Conversamos por algum tempo e Silvana não demonstrava pressa. Falou sobre sua vida, o quanto estava entediada com o casamento, disse ser mãe de um menino de dez anos, mas não se interessou em saber da minha vida. Sempre que tentei contar algo, ela me cortou. Então me calei, já um pouco irritado com a atitude dela. Em determinado momento eu a pressionei:

 

– Você disse que há algo te incomodando? Posso ajudar a resolver?

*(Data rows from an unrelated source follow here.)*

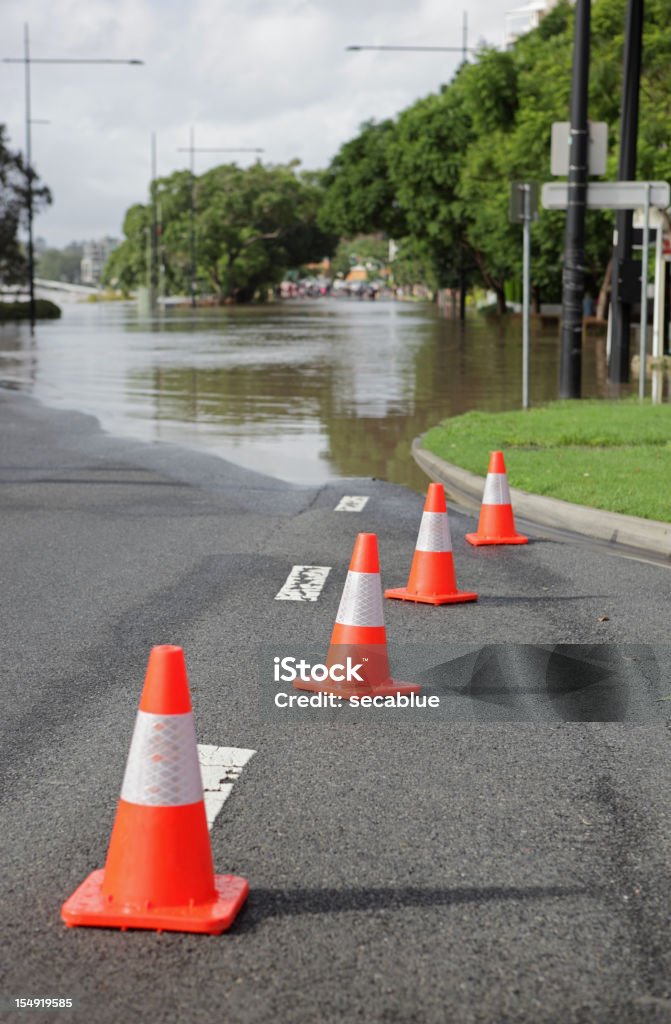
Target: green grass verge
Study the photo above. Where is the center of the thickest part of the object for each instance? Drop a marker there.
(609, 455)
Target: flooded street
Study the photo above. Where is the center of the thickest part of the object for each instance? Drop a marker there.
(305, 390)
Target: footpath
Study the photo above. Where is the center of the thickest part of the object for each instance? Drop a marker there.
(505, 862)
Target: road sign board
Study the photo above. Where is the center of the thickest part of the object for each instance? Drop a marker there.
(607, 195)
(596, 154)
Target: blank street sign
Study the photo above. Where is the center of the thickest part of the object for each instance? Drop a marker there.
(607, 195)
(596, 153)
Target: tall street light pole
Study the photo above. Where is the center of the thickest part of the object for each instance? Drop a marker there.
(27, 60)
(192, 148)
(464, 49)
(621, 300)
(574, 259)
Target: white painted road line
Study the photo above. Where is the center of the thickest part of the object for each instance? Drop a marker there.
(351, 503)
(304, 583)
(220, 767)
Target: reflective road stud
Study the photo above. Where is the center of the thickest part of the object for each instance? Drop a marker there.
(496, 522)
(432, 578)
(159, 870)
(359, 633)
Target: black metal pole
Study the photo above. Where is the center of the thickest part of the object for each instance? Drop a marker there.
(574, 260)
(154, 274)
(192, 220)
(29, 179)
(621, 305)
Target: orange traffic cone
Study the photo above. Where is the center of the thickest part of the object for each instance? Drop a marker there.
(159, 870)
(432, 578)
(496, 522)
(359, 641)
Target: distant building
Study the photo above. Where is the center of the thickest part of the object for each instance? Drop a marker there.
(519, 20)
(94, 258)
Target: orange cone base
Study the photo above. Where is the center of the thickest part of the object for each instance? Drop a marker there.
(87, 905)
(388, 689)
(476, 540)
(457, 597)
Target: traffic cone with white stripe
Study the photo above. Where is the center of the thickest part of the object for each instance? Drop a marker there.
(496, 522)
(432, 579)
(159, 870)
(359, 641)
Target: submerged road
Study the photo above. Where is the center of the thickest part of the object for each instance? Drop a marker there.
(506, 860)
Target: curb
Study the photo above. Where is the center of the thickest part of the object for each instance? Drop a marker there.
(612, 527)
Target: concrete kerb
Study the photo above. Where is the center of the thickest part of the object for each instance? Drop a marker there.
(465, 488)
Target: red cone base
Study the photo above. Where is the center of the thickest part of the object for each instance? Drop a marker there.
(88, 905)
(457, 597)
(476, 540)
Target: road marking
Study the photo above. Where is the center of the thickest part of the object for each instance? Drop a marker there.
(220, 767)
(304, 583)
(351, 503)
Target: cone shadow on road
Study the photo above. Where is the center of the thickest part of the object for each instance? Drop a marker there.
(563, 682)
(267, 903)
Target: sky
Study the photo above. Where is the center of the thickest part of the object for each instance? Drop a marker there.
(243, 73)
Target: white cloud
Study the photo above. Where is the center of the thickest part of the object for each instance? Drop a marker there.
(256, 73)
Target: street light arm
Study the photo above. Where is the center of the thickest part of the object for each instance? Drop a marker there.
(69, 60)
(423, 49)
(189, 148)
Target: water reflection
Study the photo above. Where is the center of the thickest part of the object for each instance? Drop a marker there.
(306, 390)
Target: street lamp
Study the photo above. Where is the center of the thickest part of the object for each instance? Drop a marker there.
(27, 60)
(192, 150)
(464, 49)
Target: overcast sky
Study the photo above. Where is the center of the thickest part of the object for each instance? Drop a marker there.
(247, 73)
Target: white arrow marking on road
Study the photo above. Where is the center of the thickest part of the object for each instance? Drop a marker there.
(351, 503)
(304, 583)
(220, 767)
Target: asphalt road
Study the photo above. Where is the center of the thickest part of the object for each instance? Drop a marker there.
(504, 861)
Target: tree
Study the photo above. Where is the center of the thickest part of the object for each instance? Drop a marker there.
(13, 207)
(251, 224)
(360, 197)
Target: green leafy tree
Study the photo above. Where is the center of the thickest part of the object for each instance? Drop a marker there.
(250, 225)
(13, 206)
(360, 196)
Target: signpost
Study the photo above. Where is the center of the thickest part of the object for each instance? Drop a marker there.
(523, 208)
(621, 196)
(607, 195)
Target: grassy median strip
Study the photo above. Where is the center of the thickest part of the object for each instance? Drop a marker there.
(609, 455)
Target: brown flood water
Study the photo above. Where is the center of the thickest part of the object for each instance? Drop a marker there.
(305, 390)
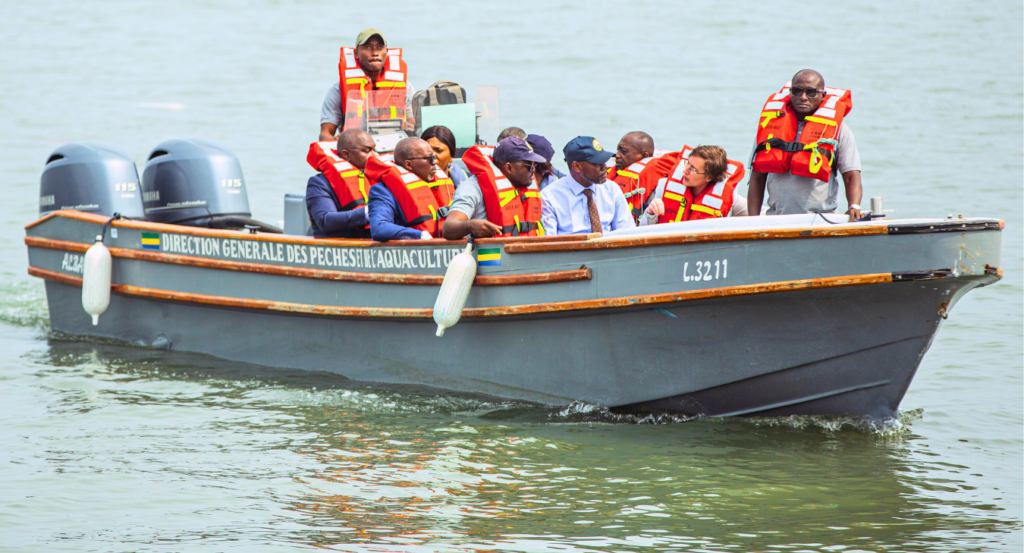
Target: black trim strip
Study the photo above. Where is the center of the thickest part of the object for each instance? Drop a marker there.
(945, 226)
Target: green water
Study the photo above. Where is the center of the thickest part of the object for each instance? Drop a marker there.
(104, 448)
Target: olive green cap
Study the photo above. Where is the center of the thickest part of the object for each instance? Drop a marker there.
(367, 34)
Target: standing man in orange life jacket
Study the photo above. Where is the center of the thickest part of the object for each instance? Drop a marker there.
(371, 66)
(484, 206)
(802, 143)
(336, 197)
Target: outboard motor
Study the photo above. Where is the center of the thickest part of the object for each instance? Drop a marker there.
(93, 177)
(197, 182)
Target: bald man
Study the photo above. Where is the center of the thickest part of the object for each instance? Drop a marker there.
(337, 202)
(635, 155)
(799, 179)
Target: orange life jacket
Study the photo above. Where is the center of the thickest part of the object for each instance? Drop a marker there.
(810, 155)
(414, 196)
(393, 76)
(715, 201)
(629, 180)
(350, 186)
(516, 210)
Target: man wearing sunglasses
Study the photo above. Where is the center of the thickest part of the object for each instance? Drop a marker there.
(402, 207)
(585, 201)
(802, 144)
(517, 162)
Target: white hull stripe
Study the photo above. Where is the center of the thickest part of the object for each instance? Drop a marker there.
(674, 186)
(712, 202)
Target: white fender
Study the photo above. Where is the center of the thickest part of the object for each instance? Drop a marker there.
(455, 290)
(96, 280)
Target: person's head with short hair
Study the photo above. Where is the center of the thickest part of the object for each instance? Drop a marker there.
(544, 149)
(415, 156)
(633, 147)
(371, 51)
(586, 158)
(707, 165)
(442, 142)
(807, 90)
(512, 131)
(355, 146)
(517, 161)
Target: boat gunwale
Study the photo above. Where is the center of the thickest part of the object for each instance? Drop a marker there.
(755, 235)
(582, 273)
(503, 311)
(286, 239)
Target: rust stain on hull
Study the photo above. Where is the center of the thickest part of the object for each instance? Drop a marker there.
(727, 236)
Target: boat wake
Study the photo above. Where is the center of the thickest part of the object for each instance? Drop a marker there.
(24, 304)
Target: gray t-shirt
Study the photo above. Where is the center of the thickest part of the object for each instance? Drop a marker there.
(468, 200)
(790, 195)
(331, 111)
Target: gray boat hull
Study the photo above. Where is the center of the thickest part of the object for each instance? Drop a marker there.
(850, 347)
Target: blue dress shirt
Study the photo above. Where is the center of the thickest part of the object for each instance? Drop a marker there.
(386, 219)
(458, 175)
(564, 207)
(325, 216)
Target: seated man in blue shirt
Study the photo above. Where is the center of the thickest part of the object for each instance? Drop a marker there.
(386, 218)
(326, 215)
(585, 201)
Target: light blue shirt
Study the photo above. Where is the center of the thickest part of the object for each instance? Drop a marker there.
(564, 207)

– Sim. Você recebeu a minha carta?

 – Carta? Que carta?

           

Quando ela fez a pergunta, não sabia ao que ela se referia, mas conforme ela foi relatando o assunto, me lembrei daquele dia. Quis tentar explicar, mas ela não me ouvia, repetindo inúmeras vezes o conteúdo da carta, se culpando por não ter ido até a minha casa e conversado pessoalmente. Sem ouvir o que eu tinha a dizer, ela se levantou, pegou a bolsa e foi embora. Após alguns dias liguei para o seu local de trabalho. Ela não me atendeu, não retornou e eu nunca mais soube dela.

 

FIM

O tempo! O passado! Um perfume! Recordações…o que foi, não será mais. O que lemos, são sentimentos, emoções, saudades e o desejo do que poderia ter sido e não foi. Tudo escrito em uma carta, relatando situações de vida, e uma distância íntima, com delicadeza se foi! (Grifo da Colunista).